There are various authentication methods to get a Vault token. You can use AWS Identity and Access Management to establish the AWS credentials to get a Vault token. You can use Okta credentials to get a Vault token. You can use RADIUS authentication credentials to get a Vault token, LDAP, and many more authentication methods to get a Vault token.

The logic to keep the Vault token may not be straightforward. Particularly when hundreds and thousands of applications are getting Vault tokens, they all need to stop worrying about whatever they're doing, and worry about how to take care of the tokens that they already fetched from Vault.

After taking a look at this problem, HashiCorp started an internal project to solve it. They called it Vault-Secure-Introduction. It ran as a daemon on the AWS instance and got the AWS EC2 instance metadata, took the PKCS #7 signature of that, sent it to Vault, got it authenticated, and fetched the Vault token. If you run the Vault-Secure-Introduction binary on an AWS EC2 instance, services need not worry about getting a Vault token.

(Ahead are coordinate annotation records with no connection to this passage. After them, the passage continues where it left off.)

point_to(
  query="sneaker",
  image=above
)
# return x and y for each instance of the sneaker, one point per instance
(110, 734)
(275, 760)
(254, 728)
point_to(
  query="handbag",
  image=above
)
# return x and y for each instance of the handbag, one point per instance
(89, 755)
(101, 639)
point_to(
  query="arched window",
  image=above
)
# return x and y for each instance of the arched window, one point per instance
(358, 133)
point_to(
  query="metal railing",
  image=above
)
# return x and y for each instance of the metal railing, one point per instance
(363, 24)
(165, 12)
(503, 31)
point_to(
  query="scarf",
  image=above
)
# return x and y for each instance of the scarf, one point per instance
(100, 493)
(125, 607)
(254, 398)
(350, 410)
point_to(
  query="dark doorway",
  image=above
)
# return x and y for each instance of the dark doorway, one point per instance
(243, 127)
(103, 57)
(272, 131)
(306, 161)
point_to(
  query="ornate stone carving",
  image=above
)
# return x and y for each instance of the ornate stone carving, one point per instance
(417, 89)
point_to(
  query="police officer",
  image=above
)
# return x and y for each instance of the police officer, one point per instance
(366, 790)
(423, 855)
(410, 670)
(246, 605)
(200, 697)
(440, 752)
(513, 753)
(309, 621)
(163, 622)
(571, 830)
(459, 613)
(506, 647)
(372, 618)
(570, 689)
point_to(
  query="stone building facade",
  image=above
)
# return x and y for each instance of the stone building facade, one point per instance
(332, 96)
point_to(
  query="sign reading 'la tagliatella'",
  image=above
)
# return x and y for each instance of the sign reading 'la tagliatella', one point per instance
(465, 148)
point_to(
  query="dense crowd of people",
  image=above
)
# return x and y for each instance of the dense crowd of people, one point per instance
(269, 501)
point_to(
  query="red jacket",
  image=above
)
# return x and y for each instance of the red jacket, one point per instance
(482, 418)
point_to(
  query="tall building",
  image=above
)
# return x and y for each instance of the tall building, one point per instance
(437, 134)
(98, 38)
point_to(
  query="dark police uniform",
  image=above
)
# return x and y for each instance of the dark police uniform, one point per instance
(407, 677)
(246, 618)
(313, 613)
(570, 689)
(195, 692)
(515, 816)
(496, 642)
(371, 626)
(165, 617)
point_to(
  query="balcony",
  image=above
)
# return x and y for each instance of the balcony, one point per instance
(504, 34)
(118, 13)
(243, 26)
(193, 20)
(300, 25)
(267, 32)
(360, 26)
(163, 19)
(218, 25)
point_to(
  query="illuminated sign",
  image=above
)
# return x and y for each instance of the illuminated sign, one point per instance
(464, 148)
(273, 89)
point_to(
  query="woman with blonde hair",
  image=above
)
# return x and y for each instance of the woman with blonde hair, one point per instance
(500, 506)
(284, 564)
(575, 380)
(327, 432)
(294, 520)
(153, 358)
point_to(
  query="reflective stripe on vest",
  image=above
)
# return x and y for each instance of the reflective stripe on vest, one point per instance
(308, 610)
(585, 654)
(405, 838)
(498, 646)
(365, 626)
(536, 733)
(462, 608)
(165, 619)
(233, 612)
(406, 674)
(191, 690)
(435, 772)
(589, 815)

But we knew that this was not a full-fledged project. And we also knew that this was supposed to be on the open-source side of Vault, and not on the enterprise side, which it was.

Vault Agent

Vault-Secure-Introduction became Vault Agent. Vault Agent is a client-side helper that is used to interact with the Vault server on behalf of the clients and applications. This was introduced way back in 0.11. This runs as a client-side daemon. And the good thing is that it is part of the Vault binary. You don't have to download another binary or anything. This is just a mode in which Vault runs.


Let's talk about the Auto-Auth feature that tries to solve the Secure Introduction problem. In the Auto-Auth mode, Vault Agent will read the configuration file and then see where it is being run, whether it is being run on AWS or GCP or if it's using any other JWT authentication method or AppRole authentication method.

Based on those credentials, it will interact with Vault and get the Vault token.

On top of that, Vault's Go SDK already provides a way to keep the tokens renewed on the client side, but not everyone uses it. Vault Agent uses this feature to keep the token renewed all the time.

Another problem is after the token hits its maximum time-to-live, it needs to be re-authenticated. And services cannot take care of all this responsibility, particularly when there are hundreds and thousands of applications running.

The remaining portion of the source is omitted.